Description / Abstract:

INTRODUCTION

This Item is intended to provide introductory and background information to a series of Items that consider some aspects of damping in more detail. For example, ESDU 07011 (Reference 43) is concerned with radiation damping and ESDU 09006 (Reference 44) presents a description of material damping. Future Items will deal with the damping of composites and the provision of a compendium of damping for built-up structures. In this Item concepts related to different measures applied to damping in materials, as well as to damping in mechanical systems, are introduced. Every structure in vibration can be approximated by a dynamically equivalent mechanical system with a finite number of degrees of freedom. The degrees of freedom refer to the number of independent coordinates necessary to describe the motion of the system. In particular situations a single degree of freedom system can be an adequate model for the real structure. Although the majority of structures cannot be treated as SDOF systems, the measures specifying damping can be defined using a SDOF model without compromising the generality of the definitions.

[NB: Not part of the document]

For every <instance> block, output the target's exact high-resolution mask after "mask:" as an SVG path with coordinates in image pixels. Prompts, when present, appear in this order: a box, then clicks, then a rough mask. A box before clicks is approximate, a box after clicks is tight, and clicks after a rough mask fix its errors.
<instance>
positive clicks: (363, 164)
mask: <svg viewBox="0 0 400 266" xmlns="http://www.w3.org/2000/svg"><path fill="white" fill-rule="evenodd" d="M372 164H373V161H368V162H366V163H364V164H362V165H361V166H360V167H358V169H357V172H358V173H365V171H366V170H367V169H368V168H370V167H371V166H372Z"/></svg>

Damping in structures may be categorised as either intrinsic, i.e., within the material of the structure, or as the damping which depends upon other dissipative factors, such as friction in rivets or bolts, or from lubrication (Reference 22). Damping also occurs in a structure which is radiating sound, as vibrational energy is lost in the surrounding medium rather than by dissipation in the structure. Material and radiation damping can be estimated theoretically more easily than other types of damping; in the case of material damping prediction is based on the material properties and for radiation damping from the geometrical and material properties of the structure. When the damping of a structure is measured in most practical tests, it is the damping of all kinds which is determined, including the material damping and, provided there is a surrounding fluid medium, radiation damping.

The measures of damping which are most often used in dynamic analysis are: the viscous damping ratio (ζ), the specific damping capacity (ψ), the loss factor (η), the inverse quality factor (Q–1), the logarithmic decrement (δ) and, in the case of material damping, the tangent of the phase lag (ϕ). and the ratio of the loss modulus to the Young's modulus. Definitions of the measures are introduced in the Item using examples of linear mechanical models, such as Kelvin-Voigt (with viscous damper) and hysteretic damping model (with hysteretic damper), especially applicable to material damping. In ESDU Items information on damping is mostly provided in terms of the viscous damping ratio. For example, in Data Item No. 72005, ‘The estimation of r.m.s. stress in stiffened skin panels subjected to random acoustic loading' (Reference 20), nomographs are used which are based on a viscous damping ratio of 0.017, a value regarded as typical for aerospace structures, and, if a different value is used, a correction factor is applied. The relationships between the different measures of damping are summarised in the Appendix A.